KUALA LUMPUR, April 24 — Two years on and with Covid-19 seemingly winding down, many in Malaysia are eager to see the removal of the preventive measures such as perpetual masking that have been a constant throughout the pandemic.
With primary and booster doses of Covid-19 vaccines readily available in most of the world, many believe their countries have done what they reasonably can to protect against the unprecedented pandemic.
Some countries such as Denmark, for example, have removed coronavirus-related requirements regarding testing or quarantining when entering the Nordic country regardless of vaccination status; others like the United Kingdom have lifted all remaining Covid-19 restrictions including mask wearing.
But Malaysia has been slower to follow suit even with its comparatively lower infection numbers; Health Minister Khairy Jamaluddin previously said Putrajaya would periodically review the country’s Covid-19 standard operating procedure and relax them only when appropriate.
Malay Mail polled several medical experts on whether Malaysia’s slow approach towards lifting its Covid-19 restrictions would be the best way forward or whether the country was being overly cautious when even neighbouring Singapore has significantly dialled back its own restrictions.
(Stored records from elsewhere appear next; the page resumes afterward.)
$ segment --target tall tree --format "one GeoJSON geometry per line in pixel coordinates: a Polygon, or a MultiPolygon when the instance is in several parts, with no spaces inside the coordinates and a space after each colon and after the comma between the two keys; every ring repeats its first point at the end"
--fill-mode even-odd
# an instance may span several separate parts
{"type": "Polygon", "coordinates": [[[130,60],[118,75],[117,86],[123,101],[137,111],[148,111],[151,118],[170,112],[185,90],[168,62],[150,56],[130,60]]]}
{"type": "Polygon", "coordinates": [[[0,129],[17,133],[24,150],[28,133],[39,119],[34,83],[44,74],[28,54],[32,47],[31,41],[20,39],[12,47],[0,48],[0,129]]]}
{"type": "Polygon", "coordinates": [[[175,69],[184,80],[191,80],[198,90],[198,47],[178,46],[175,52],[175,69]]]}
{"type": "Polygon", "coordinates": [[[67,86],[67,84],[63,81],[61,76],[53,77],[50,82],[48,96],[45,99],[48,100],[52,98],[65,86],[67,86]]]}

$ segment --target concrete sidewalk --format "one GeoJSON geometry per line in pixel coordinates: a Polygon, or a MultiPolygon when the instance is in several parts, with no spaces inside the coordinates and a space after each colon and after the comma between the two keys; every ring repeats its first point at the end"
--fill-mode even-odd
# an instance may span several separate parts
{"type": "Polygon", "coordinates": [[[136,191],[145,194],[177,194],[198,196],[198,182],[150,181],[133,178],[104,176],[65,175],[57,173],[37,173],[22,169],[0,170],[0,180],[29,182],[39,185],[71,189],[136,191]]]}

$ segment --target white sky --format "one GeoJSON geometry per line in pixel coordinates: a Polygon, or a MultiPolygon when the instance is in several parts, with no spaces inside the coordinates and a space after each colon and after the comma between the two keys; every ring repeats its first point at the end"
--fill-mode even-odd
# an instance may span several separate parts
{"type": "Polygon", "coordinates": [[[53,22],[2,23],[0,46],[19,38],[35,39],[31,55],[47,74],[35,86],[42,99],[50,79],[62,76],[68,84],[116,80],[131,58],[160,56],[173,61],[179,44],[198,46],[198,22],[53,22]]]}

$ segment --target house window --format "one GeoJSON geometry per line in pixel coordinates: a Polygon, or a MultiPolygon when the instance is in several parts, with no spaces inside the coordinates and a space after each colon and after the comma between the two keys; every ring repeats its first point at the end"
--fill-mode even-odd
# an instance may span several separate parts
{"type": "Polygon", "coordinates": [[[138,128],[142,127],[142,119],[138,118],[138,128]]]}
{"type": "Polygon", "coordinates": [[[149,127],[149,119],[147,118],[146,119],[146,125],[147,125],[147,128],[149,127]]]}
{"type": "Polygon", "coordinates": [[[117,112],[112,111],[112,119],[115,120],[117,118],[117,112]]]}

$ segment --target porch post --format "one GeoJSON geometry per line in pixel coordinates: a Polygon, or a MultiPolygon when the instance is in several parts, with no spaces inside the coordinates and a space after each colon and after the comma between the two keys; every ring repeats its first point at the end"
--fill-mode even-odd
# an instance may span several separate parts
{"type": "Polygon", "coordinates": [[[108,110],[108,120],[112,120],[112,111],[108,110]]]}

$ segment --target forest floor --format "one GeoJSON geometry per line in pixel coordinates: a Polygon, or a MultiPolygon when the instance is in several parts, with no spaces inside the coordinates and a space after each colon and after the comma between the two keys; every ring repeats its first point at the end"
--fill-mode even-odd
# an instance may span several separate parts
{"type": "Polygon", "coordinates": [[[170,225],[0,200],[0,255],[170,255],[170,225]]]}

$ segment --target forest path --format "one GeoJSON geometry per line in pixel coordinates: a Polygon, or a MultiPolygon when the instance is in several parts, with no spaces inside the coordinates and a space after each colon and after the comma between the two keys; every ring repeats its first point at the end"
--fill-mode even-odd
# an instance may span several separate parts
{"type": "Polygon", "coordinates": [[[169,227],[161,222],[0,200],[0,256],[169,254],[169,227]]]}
Medical Practitioners Coalition Association of Malaysia president Dr Raj Kumar Maharajah said it was good to take the safer route forward as Covid-19 remained unpredictable and was still a global pandemic.
“We have to always be alert and careful. Most of us are fully vaccinated and boosted, but there are still many who haven’t gotten their booster shots, or even been vaccinated against the Covid-19 virus.
“...and it is very risky if we are going to go mask free because the virus is still mutating and we are still getting (different) variants of Covid-19. We don’t know which variant is going to be fatal and cause a lot of deaths,” he told Malay Mail.
Dr Raj suggested that the government should maintain the mandatory masks and social distancing rules to keep Malaysians safe.
“I think we best keep wearing masks and maintaining social distance, because if the Health Ministry advises people to remove (the mask)... the people are innocent, they don’t know any better. They’ll just take the advice.
“Personally for me, if the ministry tells people they can choose to not wear masks anymore, I would still wear the mask. That’s my personal decision because I’m still very fearful,” he said.
Echoing Dr Raj, Chief executive officer of the Galen Centre for Health and Social Policy Azrul Mohd Khalib said lifting Covid-19 restrictions too hastily would invariably result in the increase in hospitalisation rates and deaths.
He said this was evident from observing countries that lifted their Covid-19 restrictions early, and said the question remained if Malaysia’s health system could handle any wave that came its way.
While widely available vaccines have taken much of the pressure off Malaysia’s health infrastructure, Azrul said continuing with easy precautions would further minimise any potential risks of new Covid-19 variants overwhelming the system.
“They may be able to evade the protection currently provided by existing vaccines but we cannot risk being complacent. Being complacent on Covid-19 will cost lives,” he told Malay Mail.
Malaysia Medical Gazette managing editor Dr Khoo Yoong Khean warned that while Malaysia appeared to have weathered the Omicron wave, this did not mean there was no longer any remaining threat.
However, Dr Khoo told Malay Mail that these factors justify slightly modifying the country’s Covid-19 regulations, but Putrajaya must be wary not to give a false sense of security to Malaysians.
“It should be situation dependent, so some form of changes — for example reducing MySejahtera usage for contact tracing, removal of the pre-departure or on arrival PCR or RTK testing or even taking off masks outdoors in parks or open walkways — can be introduced safely.
“But there also needs to be continuous communication and engagement on other measures like getting your boosters, encouraging parents to bring their kids for vaccination, engaging industries and employers to improve ventilation and provide support in terms of working from home,” he said.
He said that while Malaysia cannot compare its Covid-19 situation with other countries as its pandemic pattern is different, their experiences should be taken as a cautionary tale and must learn from them.
“...what are the factors that lead to another outbreak, how effective is digital contact tracing now, what is the updated evidence around therapeutics, vaccines or non-pharmacological interventions.
“So I think there is no right or wrong but every move or decision should be based on current evidence and current situation.
“The government should also communicate these changes effectively and remind people that regulations may change in the future, depending on, again, current evidence and situation,” he said.
On Friday, Khairy said the cautious approach meant Malaysia would lag behind other countries in easing the preventive measures, but would allow the nation to avoid making the same mistakes as others.
Yesterday, Prime Minister Datuk Seri Ismail Sabri Yaakob said that his Cabinet is discussing relaxing three key measures in the standard operating procedure for the prevention of Covid-19, which would be announced soon.
Ismail Sabri said the three key measures involved the wearing of face masks, scanning of the MySejahtera application when entering premises and Covid-19 detection tests.
He said these were still being assessed and discussed at the Ministry of Health (MoH) level.